These creepy pumpkin cookies are great for Halloween. What child (or adult, in fact) doesn’t love chocolate and orange together, and they also give you the opportunity to flex your creative muscles come the decorating. The fun of these is making each face different, and coming up with the most evil expressions you can think of!
The yield depends on the size of your cutter – mine was about 8cm/3inches across to make 14 cookies. And don’t let the prep time on these put you off – the actual cookies only take about 10 minutes to mix up, and you can spend as much time on the decoration as you can spare.
Chocolate can be quite tricky to pipe with as it cools and sets, so you need to be quite quick. If you are a little unsure of your piping skills, just use a bit more royal icing, colored black or brown, to do the faces. You will still get the chocolate flavor from the cookie itself.
100g/3½oz/7 tablespoons salted butter, softened
100g/3½oz/½ cup caster/superfine sugar
1 large egg
1 teaspoon orange extract
175g/6oz/11/3 cups plain/all-purpose flour
50g/1¾oz/5 tablespoons unsweetened cocoa powder
½ teaspoon baking powder
250g/9oz/1¾ cups royal icing/confectioner’s sugar
orange food coloring paste
green food coloring paste
80g/2¾oz dark/bittersweet chocolate
Beat the butter and sugar together until light and fluffy with an electric hand mixer or in a stand mixer. Beat in the egg and orange extract.
In a separate bowl, combine the flour, cocoa powder and baking powder. Sift the dry ingredients into the butter mixture and stir everything together until well incorporated. Wrap the dough in a sheet of cling film/plastic wrap and flatten to make a patty. Chill in the refrigerator for a couple of hours.
Preheat the oven to 180ºC/350ºF/Gas 4 and line a baking sheet with baking parchment. Roll the chilled dough out on a floured surface to about 4mm thick and stamp out cookies using a pumpkin-shaped cookie cutter, placing them on the prepared baking sheet as you go.
Bake the cookies for 12–15 minutes, until the tops are crisp and darkened slightly. Allow them to cool for 5 minutes on the baking sheet, then transfer them to a wire rack to cool completely.
Once the cookies are completely cool, prepare the icing. Mix 200g/7oz/1½ cups of the icing/confectioner’s sugar with a few drops of water until you have a thick icing that you will be able to pipe successfully. Add enough food coloring paste to make the icing a strong orange. Spoon about one-quarter of the icing into a piping bag with a fine nozzle/tip.

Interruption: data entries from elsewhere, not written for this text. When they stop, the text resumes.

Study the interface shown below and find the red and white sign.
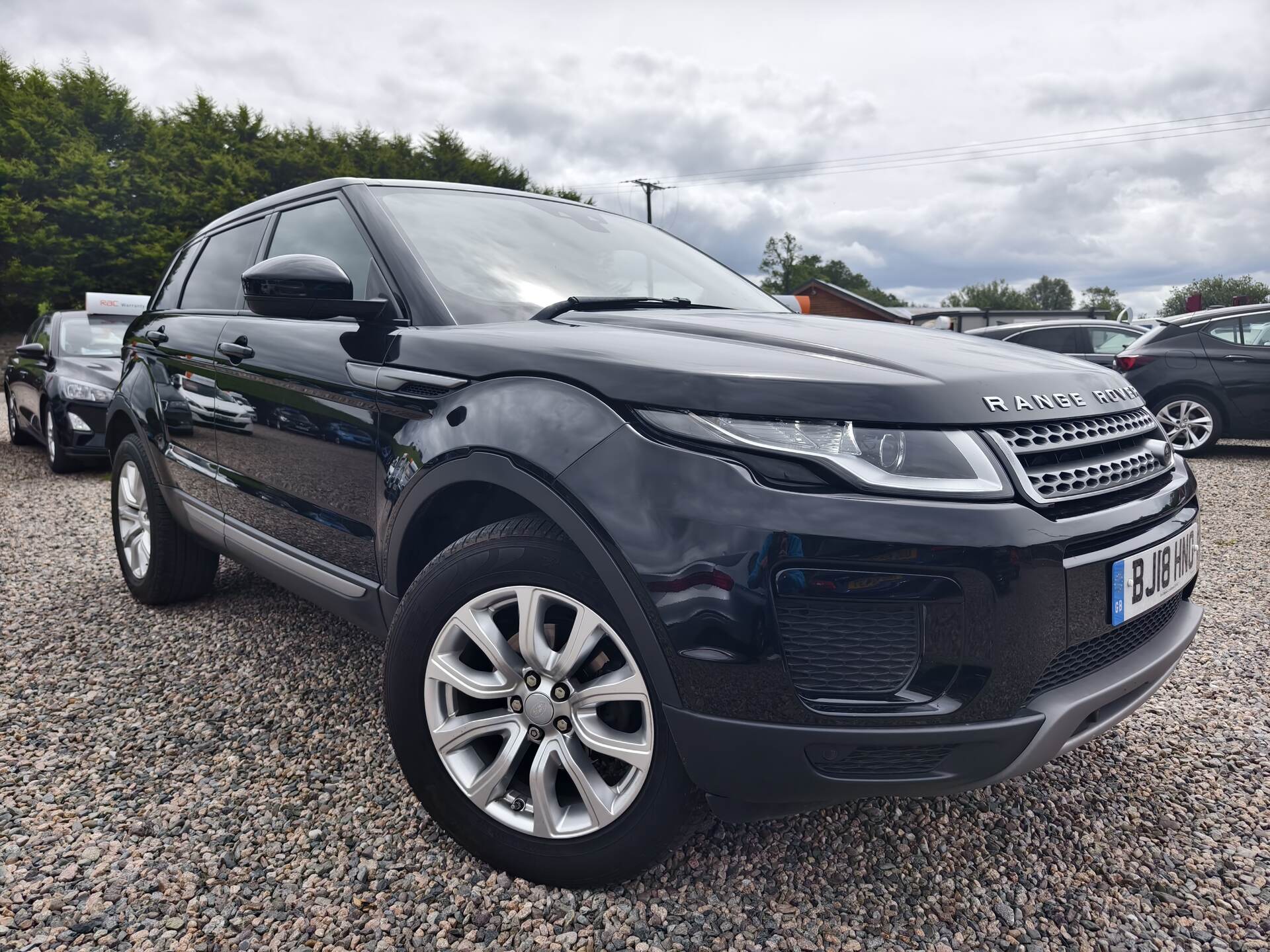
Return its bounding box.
[84,291,150,317]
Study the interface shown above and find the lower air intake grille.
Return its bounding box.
[1027,594,1183,705]
[988,407,1172,505]
[806,744,952,777]
[776,598,922,698]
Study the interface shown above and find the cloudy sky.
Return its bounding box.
[10,0,1270,312]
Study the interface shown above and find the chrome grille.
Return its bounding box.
[997,406,1158,453]
[988,407,1172,504]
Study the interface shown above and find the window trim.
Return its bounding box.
[173,212,271,316]
[1082,321,1143,357]
[1199,313,1245,346]
[1002,324,1088,354]
[255,189,410,326]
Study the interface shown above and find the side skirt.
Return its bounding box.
[163,486,395,639]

Pipe around the outside of each cookie very carefully to create a thin border on each, and let them dry for a few minutes. Don’t go around the stalk as you do this, as you want that in a different color – just cut straight across the bottom of it. Fill the inside of the line with a generous teaspoonful of the remaining icing (you want a nice thick coating, but not so much icing that it pours over the edge and looks messy), spreading it out to the border line – a toothpick is useful for this.

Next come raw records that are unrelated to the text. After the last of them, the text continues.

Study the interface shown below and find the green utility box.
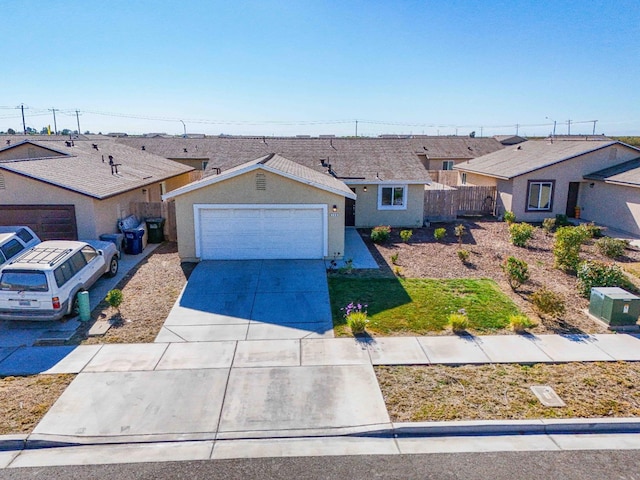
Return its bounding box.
[589,287,640,327]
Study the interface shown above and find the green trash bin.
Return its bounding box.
[145,217,164,243]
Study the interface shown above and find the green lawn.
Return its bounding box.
[329,276,521,336]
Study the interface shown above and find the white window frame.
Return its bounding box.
[378,184,409,210]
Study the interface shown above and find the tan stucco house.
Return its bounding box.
[118,137,431,228]
[0,136,193,239]
[163,153,356,261]
[455,139,640,232]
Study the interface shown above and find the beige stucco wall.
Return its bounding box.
[175,171,344,261]
[578,182,640,235]
[356,184,424,228]
[0,170,96,238]
[511,145,638,222]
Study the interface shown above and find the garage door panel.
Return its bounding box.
[196,207,325,260]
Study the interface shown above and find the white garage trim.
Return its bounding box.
[193,203,329,258]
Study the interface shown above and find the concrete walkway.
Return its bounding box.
[156,260,333,343]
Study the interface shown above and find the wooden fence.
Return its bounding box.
[131,201,178,242]
[424,186,496,222]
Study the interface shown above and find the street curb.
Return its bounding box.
[392,417,640,437]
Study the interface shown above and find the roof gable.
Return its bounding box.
[162,153,356,200]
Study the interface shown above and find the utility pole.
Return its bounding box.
[76,110,82,135]
[49,107,59,135]
[16,103,29,135]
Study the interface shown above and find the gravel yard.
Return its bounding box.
[360,219,640,334]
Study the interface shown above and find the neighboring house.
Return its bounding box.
[0,137,193,240]
[455,139,640,231]
[118,137,431,228]
[163,153,356,261]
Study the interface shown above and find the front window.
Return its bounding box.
[442,160,453,170]
[527,181,553,211]
[378,185,407,210]
[0,270,49,292]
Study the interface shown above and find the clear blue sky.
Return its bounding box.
[0,0,640,136]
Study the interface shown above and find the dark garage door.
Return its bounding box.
[0,205,78,240]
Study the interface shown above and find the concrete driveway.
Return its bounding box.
[156,260,333,342]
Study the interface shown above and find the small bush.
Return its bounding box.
[453,224,467,245]
[596,237,628,258]
[447,312,469,333]
[509,223,534,247]
[502,257,529,290]
[371,225,391,243]
[509,315,537,333]
[577,261,628,298]
[504,210,516,225]
[531,287,566,318]
[553,227,588,271]
[104,288,124,311]
[400,230,413,243]
[556,213,573,228]
[458,250,471,263]
[542,218,556,235]
[341,302,369,334]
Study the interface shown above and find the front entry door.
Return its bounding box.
[566,182,580,218]
[344,188,356,227]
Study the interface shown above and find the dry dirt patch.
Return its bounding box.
[74,242,195,344]
[360,219,640,334]
[375,362,640,422]
[0,375,75,435]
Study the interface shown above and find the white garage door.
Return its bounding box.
[195,205,326,260]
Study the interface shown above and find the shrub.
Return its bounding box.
[371,225,391,243]
[509,223,534,247]
[341,302,369,334]
[458,250,471,263]
[556,213,573,228]
[447,310,469,333]
[577,261,627,298]
[542,218,556,235]
[400,230,413,243]
[104,288,124,311]
[504,210,516,225]
[453,224,467,245]
[509,315,537,333]
[553,227,587,271]
[596,237,627,258]
[531,287,566,318]
[502,257,529,290]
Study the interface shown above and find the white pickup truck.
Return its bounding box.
[0,240,120,320]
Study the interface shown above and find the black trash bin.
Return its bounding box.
[124,228,144,255]
[145,217,164,243]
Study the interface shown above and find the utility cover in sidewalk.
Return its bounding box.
[531,385,566,407]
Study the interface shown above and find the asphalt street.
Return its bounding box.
[0,450,640,480]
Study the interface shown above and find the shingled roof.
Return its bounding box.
[163,153,356,199]
[117,137,431,184]
[453,140,619,179]
[0,139,194,199]
[584,158,640,187]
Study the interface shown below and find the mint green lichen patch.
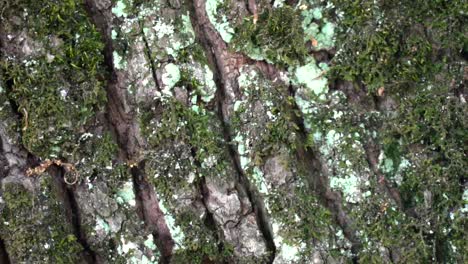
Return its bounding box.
[112,51,127,70]
[153,19,174,39]
[112,0,127,17]
[161,63,180,90]
[272,222,300,263]
[181,13,195,41]
[232,5,307,66]
[330,174,360,203]
[292,60,328,95]
[144,234,156,250]
[206,0,234,43]
[201,65,216,103]
[301,4,335,49]
[96,217,111,234]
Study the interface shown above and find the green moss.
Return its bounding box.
[332,0,468,93]
[232,6,307,66]
[0,177,83,263]
[2,1,106,158]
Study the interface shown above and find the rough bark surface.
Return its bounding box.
[0,0,468,264]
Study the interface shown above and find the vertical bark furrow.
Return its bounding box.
[0,238,11,264]
[49,165,101,264]
[191,0,276,263]
[82,0,174,263]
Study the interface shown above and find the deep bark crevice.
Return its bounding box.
[190,146,229,258]
[289,85,362,256]
[140,22,161,91]
[130,162,175,263]
[49,165,97,264]
[82,0,175,263]
[190,0,276,263]
[0,238,11,264]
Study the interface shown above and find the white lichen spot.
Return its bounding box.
[161,63,180,92]
[158,199,185,249]
[330,174,360,203]
[272,220,305,264]
[94,216,111,234]
[292,60,328,95]
[206,0,234,43]
[112,0,127,17]
[117,237,138,254]
[143,234,156,250]
[153,19,174,39]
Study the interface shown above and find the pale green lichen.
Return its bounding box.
[116,181,136,206]
[161,63,180,91]
[301,4,335,49]
[330,174,360,203]
[112,51,127,70]
[96,216,111,234]
[272,221,300,263]
[292,60,328,96]
[206,0,234,43]
[143,234,156,250]
[460,188,468,213]
[112,0,127,17]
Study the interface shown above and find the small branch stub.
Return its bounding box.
[26,159,79,185]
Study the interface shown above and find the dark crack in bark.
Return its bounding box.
[0,238,11,264]
[48,165,98,264]
[85,0,174,263]
[289,86,362,261]
[190,0,276,263]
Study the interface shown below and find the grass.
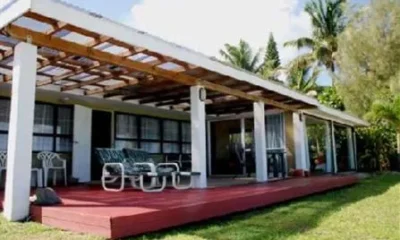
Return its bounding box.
[0,174,400,240]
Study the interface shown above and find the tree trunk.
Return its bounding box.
[396,130,400,171]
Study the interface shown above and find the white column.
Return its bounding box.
[353,128,358,171]
[207,121,212,176]
[325,122,333,173]
[190,86,207,188]
[253,102,268,182]
[331,121,338,173]
[346,127,356,171]
[72,105,92,183]
[240,117,247,175]
[4,42,37,221]
[293,113,308,171]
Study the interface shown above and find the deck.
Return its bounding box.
[0,176,358,239]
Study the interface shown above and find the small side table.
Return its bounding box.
[31,168,43,187]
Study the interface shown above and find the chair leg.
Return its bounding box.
[53,169,57,186]
[172,173,193,190]
[64,168,68,186]
[140,175,167,193]
[43,168,49,187]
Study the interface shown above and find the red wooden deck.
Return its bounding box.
[0,176,358,238]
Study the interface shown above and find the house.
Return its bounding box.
[0,0,368,229]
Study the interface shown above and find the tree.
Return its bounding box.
[366,95,400,161]
[261,33,281,77]
[284,0,346,73]
[318,86,345,111]
[337,0,400,171]
[219,40,260,73]
[286,60,320,95]
[337,0,400,116]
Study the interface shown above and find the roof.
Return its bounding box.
[0,0,368,126]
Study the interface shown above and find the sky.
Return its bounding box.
[63,0,369,85]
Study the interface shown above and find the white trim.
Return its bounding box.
[240,117,247,175]
[28,0,318,106]
[207,121,212,176]
[208,109,285,122]
[330,121,338,173]
[253,102,268,182]
[190,86,207,188]
[0,0,31,29]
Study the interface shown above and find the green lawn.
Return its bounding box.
[0,174,400,240]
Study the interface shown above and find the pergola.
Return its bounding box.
[0,0,368,223]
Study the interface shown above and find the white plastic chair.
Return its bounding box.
[0,151,7,185]
[37,152,67,187]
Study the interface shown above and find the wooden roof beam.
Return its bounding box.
[5,24,297,111]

Mix the remaining icing/confectioner’s sugar with some green food coloring and pipe the stalks onto the pumpkins. Leave the cookies for at least an hour to set really hard.

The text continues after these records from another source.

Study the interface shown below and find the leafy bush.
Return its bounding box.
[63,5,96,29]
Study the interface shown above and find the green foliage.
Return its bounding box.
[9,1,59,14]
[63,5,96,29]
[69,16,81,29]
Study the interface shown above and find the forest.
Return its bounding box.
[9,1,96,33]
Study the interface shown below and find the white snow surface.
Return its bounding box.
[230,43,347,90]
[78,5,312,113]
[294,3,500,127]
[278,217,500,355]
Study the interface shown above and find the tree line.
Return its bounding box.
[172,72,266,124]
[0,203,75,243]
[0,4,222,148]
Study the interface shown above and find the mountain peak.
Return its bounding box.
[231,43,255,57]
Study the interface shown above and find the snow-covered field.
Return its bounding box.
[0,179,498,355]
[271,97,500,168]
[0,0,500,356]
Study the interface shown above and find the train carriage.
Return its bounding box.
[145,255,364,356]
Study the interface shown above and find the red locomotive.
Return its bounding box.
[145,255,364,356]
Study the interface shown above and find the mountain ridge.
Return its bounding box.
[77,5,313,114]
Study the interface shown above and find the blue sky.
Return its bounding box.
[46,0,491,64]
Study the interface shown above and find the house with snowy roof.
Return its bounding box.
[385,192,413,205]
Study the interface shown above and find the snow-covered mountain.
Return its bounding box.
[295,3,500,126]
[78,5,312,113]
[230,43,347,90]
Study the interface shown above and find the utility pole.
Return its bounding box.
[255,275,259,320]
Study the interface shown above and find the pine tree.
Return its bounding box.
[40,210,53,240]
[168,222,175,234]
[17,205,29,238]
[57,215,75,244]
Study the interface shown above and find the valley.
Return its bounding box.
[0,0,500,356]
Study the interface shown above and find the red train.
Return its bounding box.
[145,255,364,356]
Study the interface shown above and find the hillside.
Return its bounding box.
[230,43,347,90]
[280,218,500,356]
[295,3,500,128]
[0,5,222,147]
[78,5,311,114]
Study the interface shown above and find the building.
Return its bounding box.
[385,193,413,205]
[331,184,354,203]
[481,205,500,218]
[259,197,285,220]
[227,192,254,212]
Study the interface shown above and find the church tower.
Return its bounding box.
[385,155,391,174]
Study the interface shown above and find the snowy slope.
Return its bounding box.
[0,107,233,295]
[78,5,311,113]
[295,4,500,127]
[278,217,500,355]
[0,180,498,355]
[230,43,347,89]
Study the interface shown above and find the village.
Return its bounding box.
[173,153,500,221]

Melt the chocolate in a heatproof bowl set over a pan of simmering water, being careful that the bottom of the bowl doesn’t come into contact with the water. Transfer the chocolate to a piping bag with a fine nozzle/tip and pipe faces onto the cookies. Once again, having a toothpick on hand will help you to push the chocolate into more precise shapes. Allow the chocolate to cool and set before serving.